Kantor dans La classe morte, avait confié les rôles de petits écoliers à des acteurs très âgés. Dans leurs dos, on apercevait le cadavre de leur enfance. Ici la distance est moins grande, mais le dialogue reste le même.
En parcourant la pièce, je sens comme un élan, une vitalité, quelque chose de pulsionnel dont il faudrait rendre compte. Je voudrais qu’on puisse entendre le mouvement intérieur des acteurs (le battement du cœur, le sang dans les tempes), que chaque scène s’ouvre comme après une course et que l’essoufflement soit palpable. Je voudrais aussi que la sensualité s’exprime pleinement.
Il me semble que pour raconter l’enfance, il faudrait en passer par le corps, le corps parlé mais aussi le corps en mouvement, le corps dansé.
Pour la première fois, je souhaite associer mon travail à celui d’un chorégraphe. David Wampach, danseur et chorégraphe a souvent exploré au fil de ses spectacles, le rapport du groupe face à l’individu, il a aussi travaillé sur une mise en jeu de l’intimité.
En l’associant à cette création, j’aimerais explorer le mouvement, de manière moins cérébrale, moins narrative. Je voudrais donner vie à ce groupe d’enfants autrement qu’à travers le texte et les dialogues, que dans l’interstice des scènes toute la place soit faîte au mouvement et à la danse pour retrouver la palpitation, le bouillonnement qui semble interne au texte.
La musique et le son auront aussi une place importante. Olivier Pasquet qui travaille à l’IRCAM, a souvent travaillé sur des formes de théâtre musical, récemment il a travaillé avec Aperghis pour sa pièce Machination. Il signera la bande-son de L’éveil du printemps.
Visuellement, j’imagine créer pour les acteurs un immense terrain de jeux. Terrain escarpé fait de bosses, de trous, de points d’eau, d’échafaudages... Un espace uni qui puisse évoluer, évoquer successivement une forêt, une décharge publique, un cimetière…recréer le rythme et l’atmosphère des saisons : l’été, l’automne, l’hiver, le printemps. Ce sera proche des dessins d’Henry Darger.
Les nombreux commentateurs de L’éveil du printemps et je pense particulièrement à Freud et Lacan, ont surtout insisté sur le ressenti des enfants, sur l’effet que produit sur eux l’éveil de la sexualité.
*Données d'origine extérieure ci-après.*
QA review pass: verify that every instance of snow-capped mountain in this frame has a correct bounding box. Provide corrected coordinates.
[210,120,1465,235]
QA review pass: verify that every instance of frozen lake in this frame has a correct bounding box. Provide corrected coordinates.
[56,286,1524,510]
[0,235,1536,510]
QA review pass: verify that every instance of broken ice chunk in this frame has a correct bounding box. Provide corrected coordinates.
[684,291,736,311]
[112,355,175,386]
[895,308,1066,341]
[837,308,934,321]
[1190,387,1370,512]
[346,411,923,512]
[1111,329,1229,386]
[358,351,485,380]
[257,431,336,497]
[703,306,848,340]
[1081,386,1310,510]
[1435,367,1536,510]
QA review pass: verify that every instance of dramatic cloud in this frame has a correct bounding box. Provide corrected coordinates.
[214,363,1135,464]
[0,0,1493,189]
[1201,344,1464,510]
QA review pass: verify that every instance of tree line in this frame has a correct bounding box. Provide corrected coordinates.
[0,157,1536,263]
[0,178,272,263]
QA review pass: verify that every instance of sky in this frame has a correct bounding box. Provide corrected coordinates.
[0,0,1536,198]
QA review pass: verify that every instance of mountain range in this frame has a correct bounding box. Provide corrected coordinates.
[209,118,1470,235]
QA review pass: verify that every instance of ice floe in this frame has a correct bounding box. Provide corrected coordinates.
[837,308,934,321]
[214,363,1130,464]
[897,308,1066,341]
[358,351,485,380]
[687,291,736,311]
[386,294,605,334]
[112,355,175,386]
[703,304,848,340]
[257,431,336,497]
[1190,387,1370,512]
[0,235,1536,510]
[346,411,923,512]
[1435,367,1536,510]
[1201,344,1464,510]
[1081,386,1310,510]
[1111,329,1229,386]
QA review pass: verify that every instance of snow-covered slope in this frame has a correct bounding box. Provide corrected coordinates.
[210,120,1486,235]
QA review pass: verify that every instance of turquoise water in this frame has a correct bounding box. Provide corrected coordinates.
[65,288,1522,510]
Dans ces analyses, le caractère répressif joué par les parents et les valeurs de l’éduction bourgeoise sont relégués au second plan. C’est un aspect essentiel de la pièce. C’est malgré tout l’aspect qui m’intéresse le moins, il m’apparaît presque désuet. En travaillant à adapter la pièce, j’ai cherché à minimiser au maximum le rôle des parents, à les faire exister mais comme en hors champs, en tout cas à ne plus les rendre responsables de tous les maux de leurs enfants. C’est un parti pris radical. Mais il me semble que les choses ont radicalement évolué sur ces questions-là. Une cigogne n’est plus une hypothèse crédible, un clic suffit pour avoir une explication beaucoup plus plausible et plus détaillée, la preuve par l’image.
En travaillant avec des lycéens, je me suis rendu compte que les drames qui parcouraient la pièce (suicide, avortement, incarcération en maison de correction…) n’avaient rien perdu de leur actualité. Comme dans la pièce, on assiste à une faillite du système éducatif, simplement on n’éduque plus les enfants aujourd’hui comme il y a un siècle.
Je voudrais parler des enfants d’aujourd’hui.
L’écriture de Wedekind est radicale, il n’y a pas de complaisance, L’éveil du printemps flirte avec la cruauté, mais n’oublie jamais l’humour, la pièce s’autorise le lyrisme, mais ce n’est pas un lyrisme de pacotille. Les personnages ont des aspirations, encore faut-il qu’ils parviennent à résoudre leurs contradictions.
L’éveil du printemps : le titre porte en lui la problématique de la pièce. Éveil de la conscience, de la sensualité, de la sexualité…
Comment négocier le virage ?
C’est l’âge où l’on n’est plus un enfant, on perd officiellement son statut d’innocent, mais ce statut n’a-t-il pas toujours était galvaudé ?
Le printemps : aucune saison ne connaît tant de bouleversements.